National Guard Magazine: A case study

“When we were trying to decide which printer to go with,” explains Melissa Swanson, communications products program manager for the National Guard Association of the United States, “the fact that Sheridan Magazine Services offers Proteus at no charge was a real perk ... definitely an incentive when stacked up against other printers.”

At first glance, Swanson’s comment may seem surprising, since her magazine — National Guard — doesn’t look like the most likely candidate for the publication-planning software. Published monthly, National Guard typically comes in at 48 pages plus cover, with about 17 to 20 advertisers per issue — a size some publishers might consider too small to reap much benefit from Proteus.

But Swanson says she knew from the first mention of Proteus that it was just what she needed. “One of the features that really stood out was the ability to keep track of advertisers’ position requests,” Swanson says. “Some of our advertisers are pretty specific about how close their ads can be to the competition, and I’d been spending extra time reworking the imposition to get it right.”

Before adopting Proteus, Swanson created her impositions in Microsoft Word, drawing boxes to represent pages and typing in labels for content and ads. “It was really daunting,” Swanson says, “especially working with partial-page ads.
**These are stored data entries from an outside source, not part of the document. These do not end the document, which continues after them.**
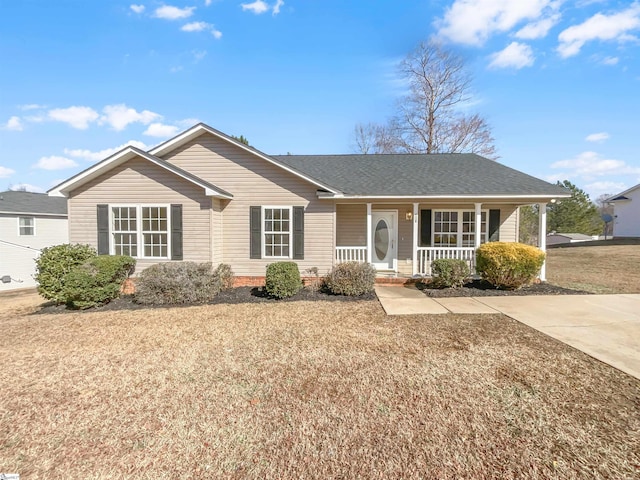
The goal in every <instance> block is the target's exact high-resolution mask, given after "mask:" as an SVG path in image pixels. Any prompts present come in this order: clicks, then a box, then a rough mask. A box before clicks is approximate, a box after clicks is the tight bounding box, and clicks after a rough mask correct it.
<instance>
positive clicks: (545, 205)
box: [538, 203, 547, 282]
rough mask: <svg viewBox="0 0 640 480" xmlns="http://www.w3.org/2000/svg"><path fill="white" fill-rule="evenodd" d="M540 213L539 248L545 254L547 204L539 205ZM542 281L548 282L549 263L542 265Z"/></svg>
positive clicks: (538, 235) (546, 225)
mask: <svg viewBox="0 0 640 480" xmlns="http://www.w3.org/2000/svg"><path fill="white" fill-rule="evenodd" d="M538 213H539V218H540V223H539V225H538V226H539V228H538V248H539V249H540V250H542V251H543V252H545V253H546V252H547V204H546V203H539V204H538ZM540 280H541V281H542V282H544V281H546V280H547V261H546V260H545V262H544V263H543V264H542V268H541V269H540Z"/></svg>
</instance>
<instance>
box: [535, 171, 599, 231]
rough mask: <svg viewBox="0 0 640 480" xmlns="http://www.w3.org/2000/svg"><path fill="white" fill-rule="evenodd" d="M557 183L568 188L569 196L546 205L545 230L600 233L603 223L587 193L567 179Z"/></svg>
mask: <svg viewBox="0 0 640 480" xmlns="http://www.w3.org/2000/svg"><path fill="white" fill-rule="evenodd" d="M558 185H559V186H561V187H565V188H566V189H568V190H570V191H571V197H570V198H563V199H561V200H558V201H557V202H556V203H552V204H549V205H548V206H547V232H561V233H583V234H585V235H597V234H600V233H601V232H602V227H603V223H602V220H601V219H600V215H599V214H598V207H596V205H595V204H594V203H593V202H591V200H590V199H589V195H588V194H587V193H586V192H584V191H583V190H581V189H580V188H578V187H577V186H575V185H574V184H573V183H571V182H570V181H569V180H565V181H564V182H558Z"/></svg>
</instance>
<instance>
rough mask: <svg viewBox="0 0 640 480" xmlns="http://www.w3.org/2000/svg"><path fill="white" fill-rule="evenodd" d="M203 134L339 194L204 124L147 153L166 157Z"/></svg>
mask: <svg viewBox="0 0 640 480" xmlns="http://www.w3.org/2000/svg"><path fill="white" fill-rule="evenodd" d="M205 133H209V134H211V135H213V136H214V137H218V138H220V139H222V140H224V141H226V142H229V143H231V144H233V145H235V146H236V147H238V148H241V149H242V150H245V151H246V152H248V153H250V154H252V155H255V156H257V157H259V158H261V159H262V160H265V161H266V162H269V163H271V164H273V165H276V166H277V167H279V168H282V169H283V170H286V171H288V172H290V173H292V174H293V175H295V176H297V177H299V178H302V179H303V180H306V181H307V182H310V183H312V184H314V185H316V186H317V187H319V188H321V189H322V190H327V191H329V192H331V193H334V194H340V192H339V191H337V190H336V189H335V188H334V187H332V186H330V185H328V184H325V183H324V182H321V181H319V180H318V179H316V178H314V177H311V176H309V175H307V174H306V173H304V172H301V171H299V170H298V169H296V168H295V167H293V166H291V165H289V164H287V163H284V162H280V161H278V160H277V158H276V157H274V156H271V155H267V154H266V153H263V152H261V151H260V150H258V149H256V148H253V147H250V146H248V145H245V144H244V143H242V142H239V141H238V140H236V139H235V138H233V137H230V136H229V135H226V134H224V133H222V132H221V131H219V130H216V129H215V128H212V127H210V126H209V125H206V124H204V123H198V124H197V125H194V126H193V127H191V128H190V129H188V130H186V131H184V132H182V133H181V134H179V135H177V136H175V137H173V138H172V139H170V140H167V141H166V142H164V143H162V144H160V145H158V146H157V147H155V148H153V149H151V150H149V153H150V154H152V155H155V156H157V157H162V156H164V155H166V154H167V153H170V152H171V151H173V150H175V149H176V148H179V147H181V146H182V145H185V144H186V143H188V142H190V141H191V140H193V139H195V138H197V137H199V136H200V135H203V134H205Z"/></svg>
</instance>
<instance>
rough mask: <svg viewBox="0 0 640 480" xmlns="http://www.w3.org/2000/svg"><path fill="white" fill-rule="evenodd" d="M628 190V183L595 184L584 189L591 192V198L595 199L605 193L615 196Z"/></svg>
mask: <svg viewBox="0 0 640 480" xmlns="http://www.w3.org/2000/svg"><path fill="white" fill-rule="evenodd" d="M627 188H629V186H628V185H627V184H626V183H622V182H611V181H601V182H593V183H589V184H587V185H585V186H584V189H585V190H586V191H588V192H589V196H590V197H591V198H594V199H595V198H597V197H598V195H602V194H603V193H608V194H611V195H615V194H616V193H618V192H623V191H625V190H626V189H627Z"/></svg>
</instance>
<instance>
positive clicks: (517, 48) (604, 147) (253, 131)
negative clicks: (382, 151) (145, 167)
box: [0, 0, 640, 199]
mask: <svg viewBox="0 0 640 480" xmlns="http://www.w3.org/2000/svg"><path fill="white" fill-rule="evenodd" d="M639 37H640V1H630V0H627V1H613V0H611V1H606V0H578V1H562V0H518V1H513V0H403V1H401V2H399V1H387V0H379V1H366V2H365V1H355V0H354V1H344V0H341V1H337V0H325V1H320V0H284V1H283V0H245V1H244V2H242V1H238V0H191V1H184V0H179V1H178V0H167V1H166V2H164V1H155V0H151V1H146V0H135V1H134V2H130V1H129V2H124V1H118V0H110V1H106V0H105V1H100V0H91V1H87V0H79V1H76V0H57V1H55V2H53V1H49V0H21V1H19V2H10V1H8V0H6V1H5V0H2V1H0V71H2V75H0V146H1V147H2V148H1V150H0V151H1V152H2V153H0V190H3V189H6V188H8V187H13V188H16V187H19V186H21V185H25V186H27V188H28V189H29V190H32V191H45V190H47V189H49V188H51V187H52V186H53V185H55V184H57V183H58V182H60V181H61V180H64V179H66V178H68V177H70V176H72V175H74V174H75V173H77V172H79V171H80V170H83V169H85V168H87V167H88V166H90V165H92V164H93V163H95V162H97V161H99V160H101V159H103V158H105V157H106V156H108V155H109V154H110V153H112V152H114V151H116V150H118V149H120V148H122V146H124V145H125V144H127V143H133V144H134V145H136V146H139V147H142V148H150V147H152V146H154V145H156V144H158V143H161V142H162V141H164V140H166V139H167V138H169V137H171V136H173V135H174V134H176V133H178V132H180V131H182V130H184V129H186V128H188V127H189V126H191V125H193V124H195V123H197V122H198V121H202V122H205V123H207V124H209V125H211V126H212V127H214V128H217V129H219V130H221V131H223V132H225V133H227V134H230V135H244V136H245V137H247V138H248V139H249V141H250V142H251V144H252V145H253V146H255V147H256V148H258V149H260V150H262V151H264V152H266V153H271V154H284V153H287V152H291V153H294V154H323V153H349V152H352V151H354V147H353V129H354V126H355V124H357V123H367V122H384V121H385V119H387V118H388V117H389V116H390V115H391V114H392V113H393V107H394V104H395V102H396V100H397V98H398V96H399V95H401V94H402V92H403V88H402V83H401V82H400V81H399V79H398V77H397V75H396V66H397V64H398V62H399V61H400V60H401V59H402V58H403V57H404V56H405V55H406V54H407V53H408V52H410V51H411V50H412V49H413V48H415V46H416V45H417V44H418V42H420V41H423V40H427V39H429V38H436V39H438V40H440V41H442V42H444V43H445V44H446V45H447V46H448V47H450V48H451V49H453V50H454V51H456V52H457V53H458V54H460V55H461V56H463V58H465V59H466V62H467V65H468V67H469V70H470V72H471V74H472V75H473V77H474V83H473V92H472V93H473V100H472V102H471V103H472V105H469V106H468V107H467V108H469V109H472V110H473V111H475V112H478V113H480V114H481V115H483V116H484V117H485V118H486V119H487V121H488V122H489V124H490V125H491V127H492V132H493V135H494V137H495V143H496V147H497V150H498V154H499V155H500V159H499V161H500V162H502V163H504V164H506V165H508V166H511V167H514V168H517V169H519V170H522V171H525V172H527V173H530V174H532V175H535V176H538V177H540V178H543V179H546V180H549V181H556V180H563V179H569V180H571V181H572V182H573V183H575V184H577V185H578V186H579V187H581V188H583V189H585V190H586V191H587V192H588V193H589V194H590V195H591V197H592V199H595V197H597V196H598V195H600V194H603V193H612V194H613V193H618V192H620V191H622V190H624V189H626V188H628V187H630V186H633V185H635V184H637V183H640V149H639V148H638V146H639V145H640V144H639V141H638V138H639V137H640V121H639V120H638V115H639V112H640V61H639V54H640V38H639Z"/></svg>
I had to do so much tweaking and centering and re-sizing of fonts just to make it ­legible. And making changes was a nightmare.”

Proteus has built-in conflict checkingThese days, she says, she enters advertisers’ instructions about competitors into Proteus as soon as she gets their insertion orders and lets the software’s built-in conflict-checking ability keep track for her.

“I let Proteus do the work for me, and it’s so much less stressful than it used to be,” she adds. “We still go through multiple versions as ads come in or stories change, but Proteus has really streamlined our process. It helps us figure out how much editorial we’ll need to complete a section once all the ads are in place. And it shows us where the signature breaks are, so I can tell right away if I’ll have to move a story — or design it differently — to keep a spread from falling across a break.”

Despite the application’s complexity, Swanson says she felt “very comfortable with the basics” after the first day of on-site training, and “ready to really use it” after her first issue. “I don’t use all the features,” she says, “but what I do use really works for me.”

SMS Proteus Support Manager Rebecca Hoeckele says Swanson’s experience is pretty typical. “Out of the dozens of customers I’ve trained, there’s not one who uses all of the functionality of this powerful tool; each staff will tend to zero in on a different subset of features,” she says. “But because there’s no charge for the sublicense, the training or the ongoing support, the cost-benefit analysis is a really easy one: If any part of Proteus makes your work less stressful, it’s well worth investing the time in training.”